In the music theory class I took at the Juilliard School, I recall a particular student—a prodigy in absolute pitch. He could name any random notes the teacher played on the piano. One day, while studying the music of Béla Bartók, he confessed that the music beyond the Baroque period was insufferable because of the introduction of dissonances. He was visibly disturbed by Bartók’s music.
Such biases aren’t limited to auditory realms. I love sweets but in combination with bitter or sour. Bitterness, much like musical dissonance, is an acquired taste. Young palates are evolutionarily hardwired to embrace sweetness while being wary of bitterness—a survival instinct, some argue.
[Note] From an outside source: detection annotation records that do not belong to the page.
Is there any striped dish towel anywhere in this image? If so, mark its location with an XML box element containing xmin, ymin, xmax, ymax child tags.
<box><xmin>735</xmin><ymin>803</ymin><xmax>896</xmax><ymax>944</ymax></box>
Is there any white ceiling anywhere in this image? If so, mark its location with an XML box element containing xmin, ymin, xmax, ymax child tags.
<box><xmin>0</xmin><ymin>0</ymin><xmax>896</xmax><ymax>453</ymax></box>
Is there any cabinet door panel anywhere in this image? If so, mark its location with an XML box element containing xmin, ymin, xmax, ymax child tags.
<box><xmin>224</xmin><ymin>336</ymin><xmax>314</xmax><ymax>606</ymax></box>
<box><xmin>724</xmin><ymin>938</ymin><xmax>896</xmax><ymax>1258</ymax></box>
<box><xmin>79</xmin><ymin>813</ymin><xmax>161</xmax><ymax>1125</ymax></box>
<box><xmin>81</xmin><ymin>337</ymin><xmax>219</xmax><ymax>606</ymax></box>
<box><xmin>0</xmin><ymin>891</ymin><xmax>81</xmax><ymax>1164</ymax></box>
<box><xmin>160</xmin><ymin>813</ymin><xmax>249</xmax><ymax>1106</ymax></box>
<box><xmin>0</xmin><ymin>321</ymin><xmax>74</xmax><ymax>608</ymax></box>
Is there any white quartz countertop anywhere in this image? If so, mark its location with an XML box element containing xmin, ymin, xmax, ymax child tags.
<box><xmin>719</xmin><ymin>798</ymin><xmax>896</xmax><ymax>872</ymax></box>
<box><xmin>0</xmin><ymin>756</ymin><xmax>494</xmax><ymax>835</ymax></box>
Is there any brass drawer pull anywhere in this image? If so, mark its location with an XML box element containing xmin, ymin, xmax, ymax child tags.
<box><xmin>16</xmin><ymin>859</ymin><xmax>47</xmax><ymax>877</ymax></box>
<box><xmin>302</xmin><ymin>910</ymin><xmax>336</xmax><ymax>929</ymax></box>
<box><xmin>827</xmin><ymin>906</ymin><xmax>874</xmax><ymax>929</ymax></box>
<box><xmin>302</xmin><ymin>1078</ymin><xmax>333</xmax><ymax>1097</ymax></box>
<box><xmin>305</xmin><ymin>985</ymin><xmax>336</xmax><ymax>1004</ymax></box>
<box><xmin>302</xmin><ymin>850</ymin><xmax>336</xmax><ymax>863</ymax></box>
Some adults don’t acquire this taste and still avoid bitter foods.
We humans naturally recalibrate our senses to any spectrum, good to bad, consonant to dissonant, sweet to bitter, or beautiful to ugly. Imagine a world purged of ugly people. Soon, the least beautiful among the remaining would be branded the new “ugly.” So, ultimately, it’s impossible to have only beautiful people.
Likewise, your attempt to eliminate “bad vibes” will only lead to a narrowing of the emotional spectrum, within which you will still encounter bad vibes. If you continue down this path, you will eventually paint yourself into a corner. Life is full of possibilities precisely because it offers a broad range. “Good vibes only” is a regressive and pessimistic way to live.
My wife has a mother preoccupied with good vibes and a father glowing with bad vibes. Thanks to them, she came out bittersweet, my most cherished flavor.